Cities / Brussels / Agnes School
Agnes School
Catholic international school founded in 2002 by a group of Brussels families, split across two sites: nursery and primary in Etterbeek, secondary in Woluwe-Saint-Pierre.
In brief
Catholic international school founded in 2002 by a group of Brussels families, split across two sites: nursery and primary in Etterbeek, secondary in Woluwe-Saint-Pierre. Bilingual French-English or French-Dutch in primary, trilingual at secondary, with the IB Diploma offered in the upper cycle as a candidate school.
Curriculum runs the Belgian programme enriched with Cambridge at primary, with the IB layer added in the final two secondary years. Stated teacher-to-student ratio of one to eight is unusually low for Brussels. Annual fees roughly 8,700 to 12,200 euros place it well below the embassy-circuit international schools.

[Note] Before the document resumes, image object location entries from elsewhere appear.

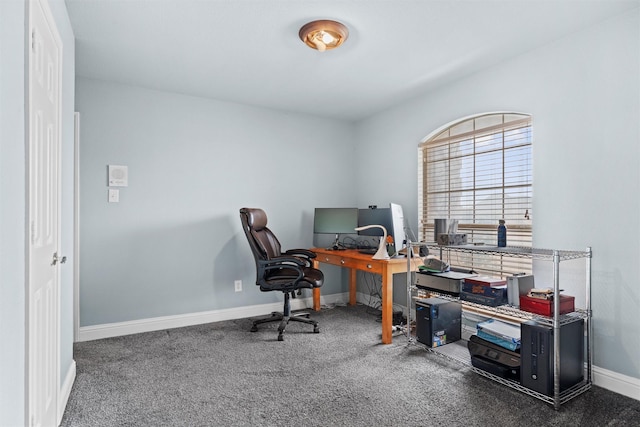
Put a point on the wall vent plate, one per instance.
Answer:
(118, 176)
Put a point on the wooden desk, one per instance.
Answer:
(354, 261)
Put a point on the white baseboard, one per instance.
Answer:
(65, 390)
(622, 384)
(88, 333)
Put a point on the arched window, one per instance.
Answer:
(478, 171)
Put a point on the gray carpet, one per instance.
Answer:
(220, 374)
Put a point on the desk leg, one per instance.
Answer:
(387, 306)
(352, 285)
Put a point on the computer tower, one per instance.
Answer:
(536, 356)
(438, 321)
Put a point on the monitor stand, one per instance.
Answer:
(337, 246)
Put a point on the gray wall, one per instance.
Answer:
(173, 244)
(13, 207)
(584, 95)
(12, 212)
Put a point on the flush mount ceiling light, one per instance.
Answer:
(323, 34)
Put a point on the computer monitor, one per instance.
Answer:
(335, 221)
(375, 216)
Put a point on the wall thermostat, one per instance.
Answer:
(118, 176)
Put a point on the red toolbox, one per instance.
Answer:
(545, 307)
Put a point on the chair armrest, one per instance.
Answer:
(283, 260)
(301, 252)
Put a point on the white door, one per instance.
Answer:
(44, 194)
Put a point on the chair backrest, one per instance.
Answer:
(264, 244)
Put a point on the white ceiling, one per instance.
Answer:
(248, 51)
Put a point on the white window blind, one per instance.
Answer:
(478, 171)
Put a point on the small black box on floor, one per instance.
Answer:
(438, 321)
(536, 356)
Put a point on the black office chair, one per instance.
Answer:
(287, 272)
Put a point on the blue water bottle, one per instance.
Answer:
(502, 234)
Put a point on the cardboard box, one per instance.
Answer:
(545, 307)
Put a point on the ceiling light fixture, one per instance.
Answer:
(323, 34)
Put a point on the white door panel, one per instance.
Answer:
(44, 196)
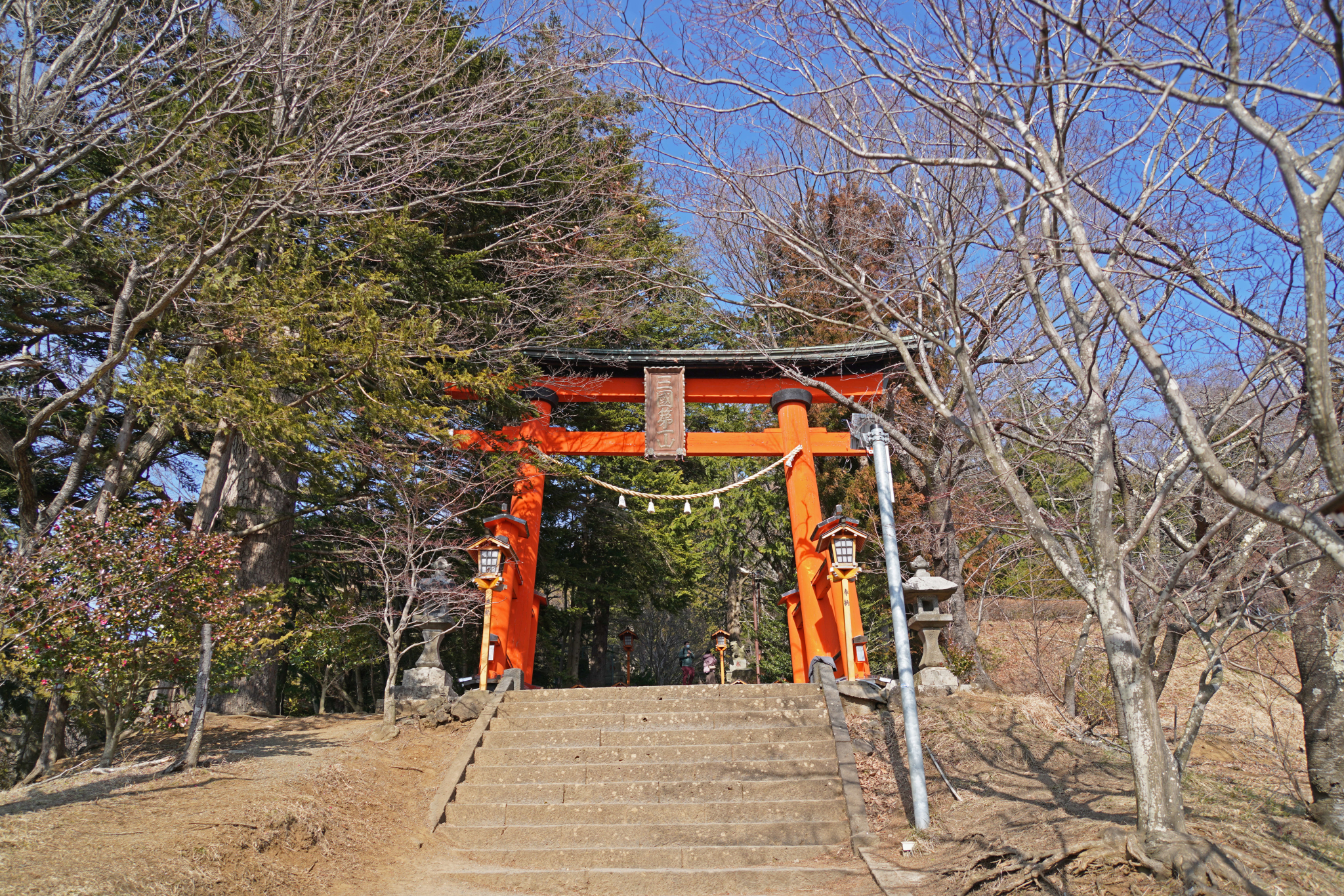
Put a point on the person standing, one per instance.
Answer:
(687, 660)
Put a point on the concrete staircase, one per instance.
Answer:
(674, 790)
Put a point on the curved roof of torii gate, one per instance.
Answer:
(816, 360)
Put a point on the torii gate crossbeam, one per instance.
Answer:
(815, 609)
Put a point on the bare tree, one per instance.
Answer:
(146, 147)
(1022, 296)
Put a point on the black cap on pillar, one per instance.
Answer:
(789, 396)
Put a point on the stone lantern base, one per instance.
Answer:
(937, 679)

The school is explicitly Catholic and explicit about it. That is part of the appeal for families who want a values-led environment, and equally the part some families feel limits how welcoming the community is to children from different backgrounds. Track record on academics is strong; the question for an arriving family is fit, both with the religious framing and with the relatively traditional approach to discipline and pastoral care.
Reviews
A small Brussels Catholic school built around bilingual immersion, French paired with English or with Dutch, that has grown a secondary on a second campus in Woluwe and recently added the IB Diploma in the final two years. The feel is family-scale and values-led rather than corporate international. Parent talk that does circulate is warm on the early years and the personal attention; the structural caveat sits with the Dutch track, where French speakers tend to dominate the class mix.
Positives
- Small-school feel. Family atmosphere with a high adult-to-pupil ratio and individual tutoring. The early years in Etterbeek attract the warmest praise, with parents describing close pastoral attention and a cosy multi-nationality mix.

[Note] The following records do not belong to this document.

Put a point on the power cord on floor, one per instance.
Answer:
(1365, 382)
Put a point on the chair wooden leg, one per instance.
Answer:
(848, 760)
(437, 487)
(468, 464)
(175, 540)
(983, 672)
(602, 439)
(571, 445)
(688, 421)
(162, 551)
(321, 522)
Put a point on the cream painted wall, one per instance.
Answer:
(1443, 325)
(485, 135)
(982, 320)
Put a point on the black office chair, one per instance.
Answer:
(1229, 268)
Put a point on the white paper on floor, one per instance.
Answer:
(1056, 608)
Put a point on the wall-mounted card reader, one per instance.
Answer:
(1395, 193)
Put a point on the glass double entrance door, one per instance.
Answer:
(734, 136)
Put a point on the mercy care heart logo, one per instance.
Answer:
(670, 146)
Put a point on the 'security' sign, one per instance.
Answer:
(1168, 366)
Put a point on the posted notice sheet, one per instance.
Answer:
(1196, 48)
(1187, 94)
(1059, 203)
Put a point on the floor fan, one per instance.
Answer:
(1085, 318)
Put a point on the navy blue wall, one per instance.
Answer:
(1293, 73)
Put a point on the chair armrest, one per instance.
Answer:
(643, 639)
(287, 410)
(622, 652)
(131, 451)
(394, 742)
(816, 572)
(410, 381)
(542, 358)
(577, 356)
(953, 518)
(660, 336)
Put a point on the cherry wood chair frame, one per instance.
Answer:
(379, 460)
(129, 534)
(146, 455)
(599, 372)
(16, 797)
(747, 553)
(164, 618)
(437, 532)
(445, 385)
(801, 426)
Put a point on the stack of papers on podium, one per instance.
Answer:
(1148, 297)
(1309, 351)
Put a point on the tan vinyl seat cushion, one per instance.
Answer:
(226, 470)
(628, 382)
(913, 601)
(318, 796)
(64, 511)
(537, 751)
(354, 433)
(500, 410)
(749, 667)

- Bilingual immersion from 20 months. Genuine immersion model in French/English or French/Dutch tracks, with classroom time split roughly 60/30/10 across the languages by secondary. Parents in the English stream tend to report strong language outcomes.
- Catholic, values-led ethos. Identity as a Catholic school is explicit and shapes daily life. Parents who describe it positively use the language of formation and character; the school is not trying to be a secular international academy.
- IB Diploma in final two years. Authorisation to run the IB Diploma in 5th and 6th secondary on the Woluwe-Saint-Pierre campus is recent, so the cohort history is short and exam track record is still being built.
Considerations
- Dutch immersion in practice. Parents looking specifically for a French/Dutch environment talk about classrooms where French speakers dominate and authentic Dutch peer exposure is thin, even though the structural offer is there.
- Two-campus split. Primary sits in Etterbeek on Rue Louis Hap; secondary moves to Avenue Père Damien in Woluwe-Saint-Pierre. Continuity of community is real, but families coordinate around two locations and the move up coincides with the language model expanding to three.